Detailed studies of the mid-Cretaceous sedimentary strata in the Umbria–Marche Basin in Italy revealed that aside from several well-known organic-rich “black shale” horizons that record OAEs, several varicolored, mainly reddish horizons indicate oxic conditions at the ocean bottom. Eight such horizons have been identified in Aptian–Cenomanian sequences in the Umbria–Marche Basin. The dysoxic/oxic beds alternate regularly but not cyclically and seem to be the result of non-random processes. Their occurrence is not a completely random process. The duration of deposition of these oceanic red beds (ORBs) varies from ∼0.13 my (ORB4) recorded in the Ticinella primula zone, to ∼4.54 my for ORB1, which spans the Globigerinelloides ferreolensis zone to the Ticinella bejaouaensis zone in the Piobbico core.
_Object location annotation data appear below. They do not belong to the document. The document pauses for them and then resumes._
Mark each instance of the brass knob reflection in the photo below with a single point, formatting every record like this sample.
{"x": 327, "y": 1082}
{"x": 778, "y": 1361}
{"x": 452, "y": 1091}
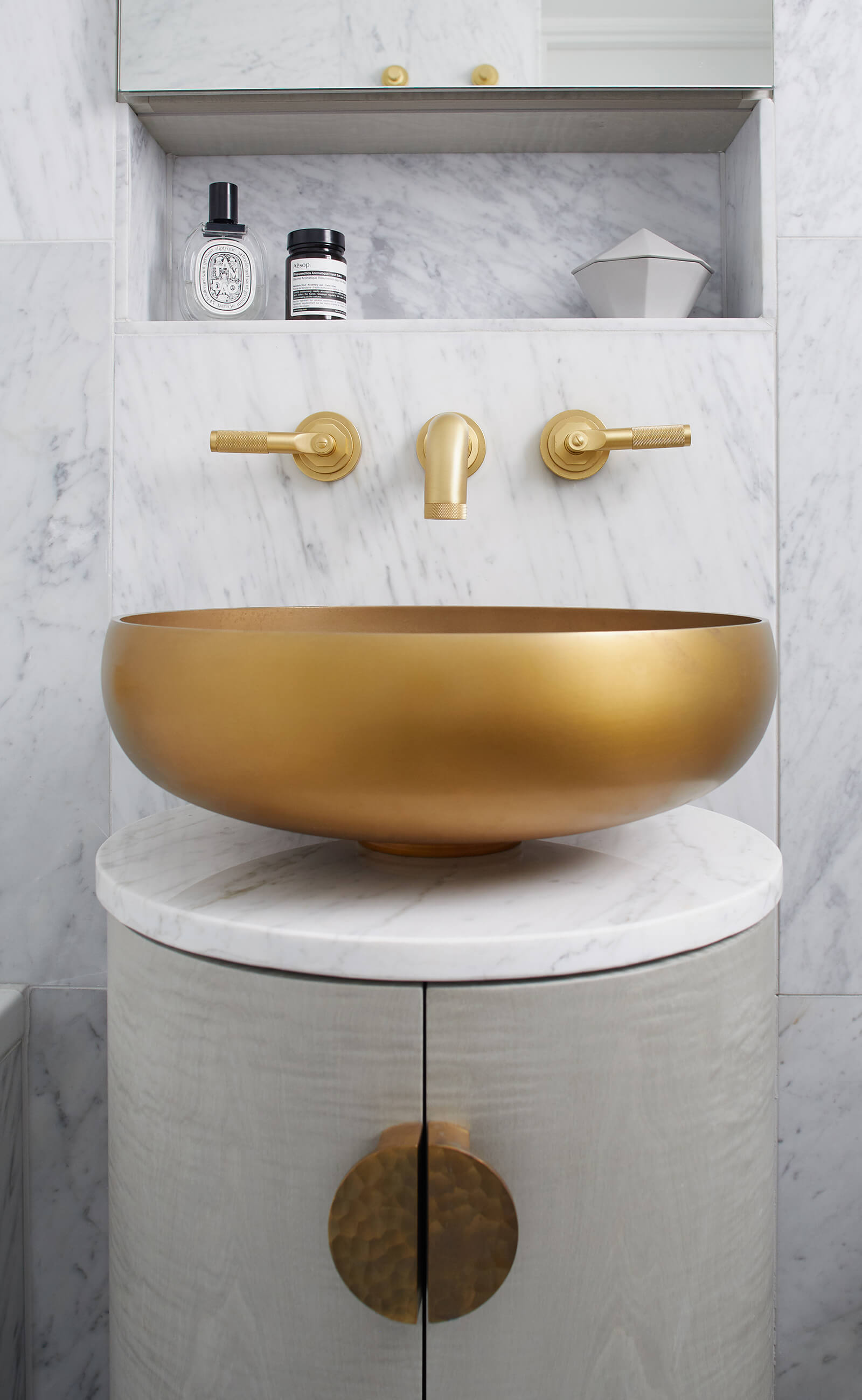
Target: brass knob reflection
{"x": 471, "y": 1226}
{"x": 374, "y": 1226}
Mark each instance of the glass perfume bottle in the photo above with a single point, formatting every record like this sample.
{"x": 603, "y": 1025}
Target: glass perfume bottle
{"x": 225, "y": 274}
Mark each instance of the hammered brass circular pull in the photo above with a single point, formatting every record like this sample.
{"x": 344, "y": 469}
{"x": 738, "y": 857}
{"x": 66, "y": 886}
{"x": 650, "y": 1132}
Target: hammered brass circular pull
{"x": 471, "y": 1226}
{"x": 374, "y": 1226}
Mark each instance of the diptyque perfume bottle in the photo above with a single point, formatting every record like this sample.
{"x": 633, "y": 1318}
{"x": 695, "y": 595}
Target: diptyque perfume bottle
{"x": 223, "y": 265}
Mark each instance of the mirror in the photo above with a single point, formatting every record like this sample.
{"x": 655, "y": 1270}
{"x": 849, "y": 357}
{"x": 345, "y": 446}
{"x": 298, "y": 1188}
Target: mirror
{"x": 216, "y": 45}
Mid-Cretaceous ORBs are not a local phenomenon because they occur in the Tethyan deposits in the Southern and Austrian Alps, the Carpathians, the Northern Caucasus, the central North Atlantic, in northeastern England and in the western Himalayas. They provide evidence for periodic changes in redox conditions at the ocean bottom. Such changes could have been caused by changes in bioproductivity, basin geometry, sedimentation rates, paleocirculation and/or production of bottom waters with higher content of dissolved oxygen in response to changes in paleoclimate. We suggest that the periodic inflow of colder, more oxygenated bottom waters was the probable cause of ORBs development, either as a result of changes in the ocean bottom topography, or as a result of brief cool climate periods. However, reliable proxies for changes in deep ocean circulation are still lacking. If ORBs were the result of the paleoclimate and, therefore, indirectly caused by changes in CO 2 in atmosphere, they document the increased sensitivity and instability of the mid-Cretaceous climate. Thus, changes in ocean dynamics were on a scale of several hundred thousand years to several million years, which has not been considered by most theories of CO 2 cycling, mid-Cretaceous greenhouse paleoclimate and paleocean dynamics.